Description
A delicious and easy-to-make Chicken Enchilada Pasta recipe that combines the flavors of enchiladas with pasta for a satisfying meal. This one-pot dish is perfect for a quick weeknight dinner.
Ingredients
Scale
Penne Pasta:
- 12 oz penne pasta
Chicken Mixture:
- 2 tablespoons olive oil
- 1 pound boneless skinless chicken breasts, cut into bite-sized pieces
- 1 small onion, diced
- 2 cloves garlic, minced
- 1 (10 oz) can red enchilada sauce
- 1 (14.5 oz) can diced tomatoes with green chilies, undrained
- 1/2 cup sour cream
- 1 cup shredded cheddar cheese
- 1 cup shredded Monterey Jack cheese
- 1 teaspoon chili powder
- 1/2 teaspoon ground cumin
- Salt and pepper to taste
Garnish:
- Fresh cilantro, chopped, for garnish
- Sliced green onions, optional for garnish
Instructions
- Cook the Penne Pasta: Cook the penne pasta according to package directions. Drain and set aside.
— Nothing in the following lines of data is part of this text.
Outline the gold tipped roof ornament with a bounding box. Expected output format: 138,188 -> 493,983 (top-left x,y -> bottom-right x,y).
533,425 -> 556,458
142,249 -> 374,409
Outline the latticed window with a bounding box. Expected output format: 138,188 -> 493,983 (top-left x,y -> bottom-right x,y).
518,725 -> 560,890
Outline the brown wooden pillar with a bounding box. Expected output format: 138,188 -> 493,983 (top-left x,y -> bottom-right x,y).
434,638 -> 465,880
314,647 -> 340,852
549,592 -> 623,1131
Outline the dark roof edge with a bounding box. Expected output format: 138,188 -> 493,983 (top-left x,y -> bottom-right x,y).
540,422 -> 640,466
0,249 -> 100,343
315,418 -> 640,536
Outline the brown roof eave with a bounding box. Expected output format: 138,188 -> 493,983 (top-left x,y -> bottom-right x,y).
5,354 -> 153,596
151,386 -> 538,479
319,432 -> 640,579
- Sauté Chicken: In a skillet, heat olive oil and cook chicken until browned. Remove and set aside.
- Cook Onion and Garlic: Sauté onion until softened, then add garlic and cook briefly.
- Combine Ingredients: Return chicken to the skillet, add enchilada sauce, diced tomatoes, chili powder, and cumin. Simmer.
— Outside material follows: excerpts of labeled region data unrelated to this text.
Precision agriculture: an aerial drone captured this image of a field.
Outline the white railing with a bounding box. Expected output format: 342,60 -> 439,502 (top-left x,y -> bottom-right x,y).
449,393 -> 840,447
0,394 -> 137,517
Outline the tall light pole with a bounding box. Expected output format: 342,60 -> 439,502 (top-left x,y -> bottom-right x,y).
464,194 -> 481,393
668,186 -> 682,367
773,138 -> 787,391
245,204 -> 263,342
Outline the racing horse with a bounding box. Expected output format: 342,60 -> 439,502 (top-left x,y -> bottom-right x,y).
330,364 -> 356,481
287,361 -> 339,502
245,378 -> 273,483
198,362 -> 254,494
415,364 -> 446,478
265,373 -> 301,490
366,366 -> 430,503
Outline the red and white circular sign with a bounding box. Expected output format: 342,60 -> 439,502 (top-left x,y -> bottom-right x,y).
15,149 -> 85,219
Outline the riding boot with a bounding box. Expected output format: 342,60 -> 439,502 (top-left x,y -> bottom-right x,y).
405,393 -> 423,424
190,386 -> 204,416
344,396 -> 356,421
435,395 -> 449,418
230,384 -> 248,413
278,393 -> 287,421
- Finish Dish: Reduce heat, stir in sour cream, add cooked pasta, and mix well. Top with cheeses and cover to melt. Serve hot, garnished with cilantro and green onions.
Notes
- You can substitute rotisserie chicken to save time.
- Adjust spice level by choosing mild or hot enchilada sauce.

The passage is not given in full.